Les outils d’intelligence artificielle se multiplient et sont désormais largement utilisés pour rechercher des informations. Des services comme ChatGPT, Gemini, Copilot ou Mistral peuvent générer rapidement des réponses sur presque tous les sujets, y compris juridiques.
Cependant, ces outils doivent être utilisés avec prudence. Dans le domaine du droit notamment, certaines décisions de justice citées par des systèmes d’intelligence artificielle se sont révélées inexactes, voire totalement inventées. Des professionnels du droit ont même été sanctionnés pour avoir repris sans vérification des références juridiques produites par ces outils.

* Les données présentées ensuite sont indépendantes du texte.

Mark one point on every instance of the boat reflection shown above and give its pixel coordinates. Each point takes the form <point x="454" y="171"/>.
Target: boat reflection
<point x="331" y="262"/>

L’IA : un outil puissant mais imparfait
Les systèmes d’IA reposent sur l’analyse et la compilation d’immenses volumes de données. Ils génèrent leurs réponses à partir de probabilités statistiques et non à partir d’un raisonnement juridique structuré.
Cela signifie que :
- les informations peuvent provenir de sources très diverses, dont certaines peu fiables ;
- la réponse dépend fortement de la manière dont la question est formulée ;
- une même question posée différemment peut produire des réponses différentes.
Cette dépendance au prompt (la formulation de la question) implique de faire preuve de précision et parfois de reformuler plusieurs fois sa demande afin de comparer les résultats.
Des réponses prédictives… et parfois erronées
L’intelligence artificielle fonctionne selon un modèle prédictif : elle génère une suite de mots statistiquement probable à partir des données qu’elle a analysées.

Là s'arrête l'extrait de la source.